Genç, acaba evlenmekle acele mi etmektedir? Gözü arkada mı kalacaktır? Dışarıda binlerce çekici kadın dururken, tek bir kadınla ömrünü geçirmeli midir?

Gönül ki yetişememekte...

AŞK VİZESİ

Gustave Flaubert’in ‘Duygusal Eğitim’ adlı romanının Cemal Süreya çevirisi “Gönül ki Yetişmekte” adındaydı. Nefis bir ad, şairane bir çeviri. ‘Aşk Vizesi’ söz konusu roman gibi bir erkek olma sürecini anlatmanın yanı sıra Flaubert’e gönderme yapmaktan da geri durmuyor. Yazının başlığını aklıma düşüren bu gibi bağlar. Ama yanlış anlaşılmasın, filmin romanla alakası bunlardan ibaret.

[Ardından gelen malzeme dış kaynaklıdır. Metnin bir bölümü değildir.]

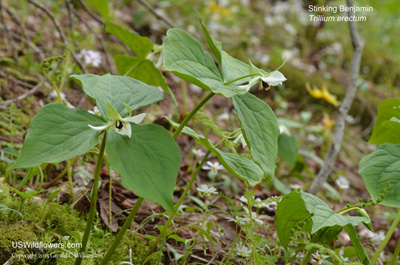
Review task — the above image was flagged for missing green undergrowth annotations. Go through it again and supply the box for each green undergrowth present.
[0,184,148,265]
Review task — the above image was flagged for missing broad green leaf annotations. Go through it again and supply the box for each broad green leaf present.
[200,19,250,85]
[278,133,299,168]
[106,101,120,120]
[276,190,368,246]
[106,22,153,59]
[368,98,400,145]
[114,55,171,94]
[71,74,164,117]
[358,143,400,207]
[165,117,264,186]
[276,190,310,244]
[163,29,247,97]
[11,103,104,169]
[300,190,368,231]
[232,93,279,180]
[106,123,181,211]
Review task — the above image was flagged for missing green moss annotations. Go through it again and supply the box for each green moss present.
[0,223,38,264]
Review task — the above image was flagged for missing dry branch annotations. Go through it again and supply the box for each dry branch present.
[308,0,364,194]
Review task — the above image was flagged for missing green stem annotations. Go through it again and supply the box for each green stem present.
[390,235,400,265]
[75,134,106,265]
[147,151,211,257]
[67,159,75,200]
[172,92,215,140]
[371,207,400,264]
[100,197,143,265]
[336,207,360,214]
[224,73,262,85]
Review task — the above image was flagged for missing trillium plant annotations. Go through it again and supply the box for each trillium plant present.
[7,21,382,264]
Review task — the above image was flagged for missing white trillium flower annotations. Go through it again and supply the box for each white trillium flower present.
[192,149,205,158]
[77,49,101,67]
[335,176,350,190]
[236,242,252,258]
[225,216,250,225]
[233,133,247,148]
[261,71,287,86]
[197,184,218,196]
[89,113,146,138]
[239,71,287,91]
[203,161,225,175]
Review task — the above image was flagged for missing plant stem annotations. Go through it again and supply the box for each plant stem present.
[67,159,75,203]
[371,207,400,264]
[172,92,215,140]
[224,73,262,85]
[147,151,211,257]
[100,197,143,265]
[75,134,106,265]
[390,235,400,265]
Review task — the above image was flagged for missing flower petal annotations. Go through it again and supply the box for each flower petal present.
[114,122,132,138]
[121,113,146,124]
[261,71,287,86]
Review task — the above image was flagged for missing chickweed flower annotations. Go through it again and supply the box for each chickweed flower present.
[203,161,224,176]
[236,242,252,258]
[335,176,350,190]
[192,149,206,158]
[197,184,218,196]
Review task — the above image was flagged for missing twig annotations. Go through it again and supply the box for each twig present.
[65,1,78,48]
[74,10,115,74]
[137,0,176,28]
[308,0,364,194]
[0,0,18,59]
[10,32,46,61]
[78,0,106,26]
[27,0,87,73]
[0,79,46,108]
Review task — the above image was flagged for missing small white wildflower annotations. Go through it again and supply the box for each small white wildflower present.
[290,184,302,190]
[203,161,224,176]
[88,110,146,138]
[335,176,350,190]
[192,149,206,158]
[264,202,278,211]
[239,71,287,91]
[311,250,329,264]
[239,196,247,203]
[243,206,264,225]
[339,248,349,262]
[197,184,218,196]
[236,242,252,258]
[233,133,247,148]
[225,216,250,225]
[217,112,229,121]
[77,49,101,67]
[88,106,100,115]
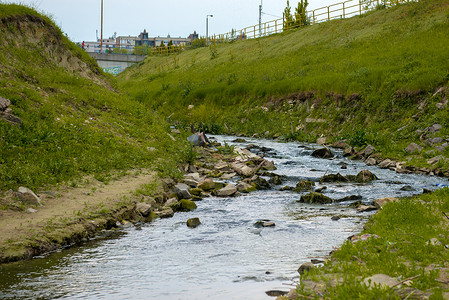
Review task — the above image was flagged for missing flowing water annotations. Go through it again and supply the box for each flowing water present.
[0,136,447,300]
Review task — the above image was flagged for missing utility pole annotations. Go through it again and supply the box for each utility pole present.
[259,0,262,36]
[206,15,214,46]
[100,0,103,53]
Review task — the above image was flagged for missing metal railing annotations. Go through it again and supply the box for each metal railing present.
[148,0,421,56]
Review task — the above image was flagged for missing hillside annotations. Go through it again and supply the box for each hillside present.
[0,4,186,191]
[118,0,449,170]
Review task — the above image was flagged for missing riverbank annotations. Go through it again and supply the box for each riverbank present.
[279,188,449,299]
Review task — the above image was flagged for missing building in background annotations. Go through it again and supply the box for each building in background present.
[83,29,199,54]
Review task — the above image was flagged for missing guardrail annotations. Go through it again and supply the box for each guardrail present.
[148,0,421,56]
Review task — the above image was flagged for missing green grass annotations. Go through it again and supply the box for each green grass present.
[0,4,187,191]
[118,0,449,169]
[299,188,449,299]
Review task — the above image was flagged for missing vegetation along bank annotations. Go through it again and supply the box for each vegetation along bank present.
[0,0,449,299]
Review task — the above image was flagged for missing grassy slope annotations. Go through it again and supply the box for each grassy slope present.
[0,4,188,191]
[119,0,449,167]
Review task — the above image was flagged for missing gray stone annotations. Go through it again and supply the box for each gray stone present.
[17,186,41,206]
[136,202,152,217]
[231,162,254,176]
[0,97,11,111]
[357,204,377,212]
[373,197,399,209]
[405,143,422,153]
[154,207,175,219]
[427,155,443,165]
[379,158,396,169]
[237,182,257,193]
[298,262,315,275]
[186,218,201,228]
[362,145,376,157]
[174,183,192,199]
[435,143,449,152]
[363,274,399,288]
[426,137,445,146]
[365,157,377,166]
[316,137,326,145]
[312,148,335,158]
[215,183,237,197]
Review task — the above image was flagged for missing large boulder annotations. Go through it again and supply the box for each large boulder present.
[215,183,237,197]
[299,192,334,204]
[174,183,192,199]
[312,148,335,158]
[17,186,41,206]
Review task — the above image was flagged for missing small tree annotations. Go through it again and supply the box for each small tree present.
[284,0,294,30]
[295,0,309,26]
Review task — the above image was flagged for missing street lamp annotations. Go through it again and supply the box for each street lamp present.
[100,0,103,53]
[206,15,214,45]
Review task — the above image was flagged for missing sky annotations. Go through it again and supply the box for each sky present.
[4,0,341,42]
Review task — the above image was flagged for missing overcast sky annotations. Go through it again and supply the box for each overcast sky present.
[4,0,340,42]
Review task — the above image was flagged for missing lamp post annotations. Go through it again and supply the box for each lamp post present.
[206,15,214,46]
[100,0,103,53]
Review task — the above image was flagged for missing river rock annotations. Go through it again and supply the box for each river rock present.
[343,147,355,157]
[214,160,231,172]
[215,183,237,197]
[154,207,175,219]
[231,162,254,177]
[332,140,350,149]
[312,148,334,158]
[346,170,378,183]
[298,262,315,275]
[363,274,399,288]
[136,202,152,217]
[0,97,11,111]
[362,145,376,157]
[186,218,201,228]
[378,158,396,169]
[316,137,327,145]
[184,173,203,187]
[357,204,377,212]
[198,178,215,191]
[373,197,399,209]
[173,183,192,199]
[237,182,257,193]
[17,186,41,206]
[176,199,197,211]
[320,173,349,183]
[405,143,422,153]
[268,175,282,185]
[293,180,315,193]
[299,192,334,204]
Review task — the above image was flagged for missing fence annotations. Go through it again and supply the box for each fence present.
[148,0,421,56]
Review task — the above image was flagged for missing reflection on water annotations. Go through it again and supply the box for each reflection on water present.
[0,136,443,299]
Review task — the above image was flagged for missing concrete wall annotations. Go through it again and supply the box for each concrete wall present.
[89,53,146,75]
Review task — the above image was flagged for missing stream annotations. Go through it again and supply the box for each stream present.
[0,136,447,300]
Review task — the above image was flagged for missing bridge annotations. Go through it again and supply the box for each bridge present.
[89,53,146,75]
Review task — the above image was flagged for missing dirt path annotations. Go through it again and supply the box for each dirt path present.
[0,170,156,258]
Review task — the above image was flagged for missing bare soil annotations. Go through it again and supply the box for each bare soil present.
[0,170,156,262]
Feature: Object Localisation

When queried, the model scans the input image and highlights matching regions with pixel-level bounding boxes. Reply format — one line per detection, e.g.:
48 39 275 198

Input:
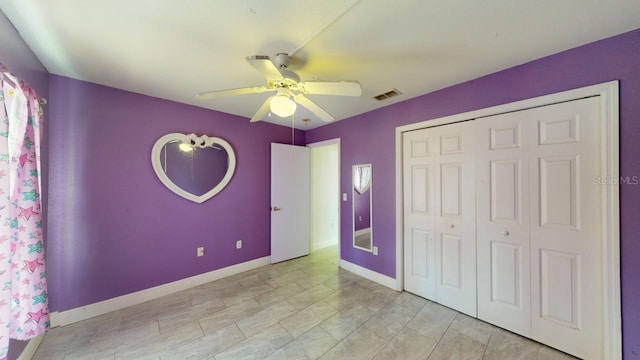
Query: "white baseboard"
18 335 44 360
50 256 271 327
313 239 338 251
340 259 402 291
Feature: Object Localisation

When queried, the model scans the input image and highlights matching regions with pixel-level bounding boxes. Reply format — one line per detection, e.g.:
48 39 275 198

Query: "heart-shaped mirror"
151 133 236 203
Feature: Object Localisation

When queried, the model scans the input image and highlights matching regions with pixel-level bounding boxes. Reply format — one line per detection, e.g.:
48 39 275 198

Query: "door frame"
395 80 622 359
306 138 342 260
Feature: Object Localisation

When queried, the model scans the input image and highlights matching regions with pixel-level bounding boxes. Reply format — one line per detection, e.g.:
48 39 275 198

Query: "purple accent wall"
353 188 371 231
306 29 640 359
0 11 49 360
47 75 305 311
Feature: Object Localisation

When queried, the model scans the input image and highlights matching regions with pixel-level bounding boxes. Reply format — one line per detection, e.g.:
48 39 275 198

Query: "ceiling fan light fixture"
269 93 297 117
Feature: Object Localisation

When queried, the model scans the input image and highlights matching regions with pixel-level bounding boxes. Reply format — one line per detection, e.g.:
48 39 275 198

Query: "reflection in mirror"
151 133 236 203
353 164 373 251
160 140 229 196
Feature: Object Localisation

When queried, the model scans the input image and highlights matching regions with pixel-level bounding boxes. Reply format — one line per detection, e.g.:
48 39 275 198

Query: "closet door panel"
528 97 604 359
476 113 531 336
431 121 477 317
403 130 439 300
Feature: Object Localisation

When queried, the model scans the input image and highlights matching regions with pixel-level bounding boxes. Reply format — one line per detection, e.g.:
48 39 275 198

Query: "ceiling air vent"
373 89 402 101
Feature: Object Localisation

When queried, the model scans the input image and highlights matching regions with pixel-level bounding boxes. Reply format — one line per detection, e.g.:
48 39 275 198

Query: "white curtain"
0 68 49 359
353 165 371 194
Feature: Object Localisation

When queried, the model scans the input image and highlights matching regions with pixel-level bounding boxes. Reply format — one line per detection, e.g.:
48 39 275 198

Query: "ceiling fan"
196 53 362 122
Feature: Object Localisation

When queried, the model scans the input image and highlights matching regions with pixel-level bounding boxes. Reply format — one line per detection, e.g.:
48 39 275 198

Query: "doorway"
307 139 340 259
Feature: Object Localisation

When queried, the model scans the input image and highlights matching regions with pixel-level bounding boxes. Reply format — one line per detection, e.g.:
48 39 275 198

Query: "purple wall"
306 29 640 359
47 75 305 311
353 188 371 231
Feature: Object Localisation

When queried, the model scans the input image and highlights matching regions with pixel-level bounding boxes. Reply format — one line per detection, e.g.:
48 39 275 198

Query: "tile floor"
34 248 572 360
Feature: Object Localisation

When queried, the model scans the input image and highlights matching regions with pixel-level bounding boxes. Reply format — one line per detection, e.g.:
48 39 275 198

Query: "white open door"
271 143 310 263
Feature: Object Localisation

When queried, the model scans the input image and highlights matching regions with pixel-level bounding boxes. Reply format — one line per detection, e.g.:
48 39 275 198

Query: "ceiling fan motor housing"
273 53 291 69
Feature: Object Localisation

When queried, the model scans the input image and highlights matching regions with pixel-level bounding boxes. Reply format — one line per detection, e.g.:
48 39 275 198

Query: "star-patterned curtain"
0 66 49 359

Hikâye klasik; ergenlikten henüz çıkamamış genç bir adam sevgilisine evlenme teklif etmeye karar vermiştir. Bu fikrini, çalıştığı çiçek dükkânının güzel sahibesine anlattığında, hayatında her şey değişir. Genç ve güzel patroniçe birden adamımıza ilanı aşk eder. Ve gencimizin kafası karışır: Acaba evlenmekle acele mi etmektedir? Gözü arkada mı kalacaktır? Dışarıda binlerce çekici kadın dururken, tek bir kadınla ömrünü geçirmeli midir? Biraz daha hayat tecrübesi edinmek iyi bir fikir değil midir? Gencimiz ergenlik bunalımlarından çıkmaya çalışırken, kadınlar arası rekabet de onun hizmetine çalışır.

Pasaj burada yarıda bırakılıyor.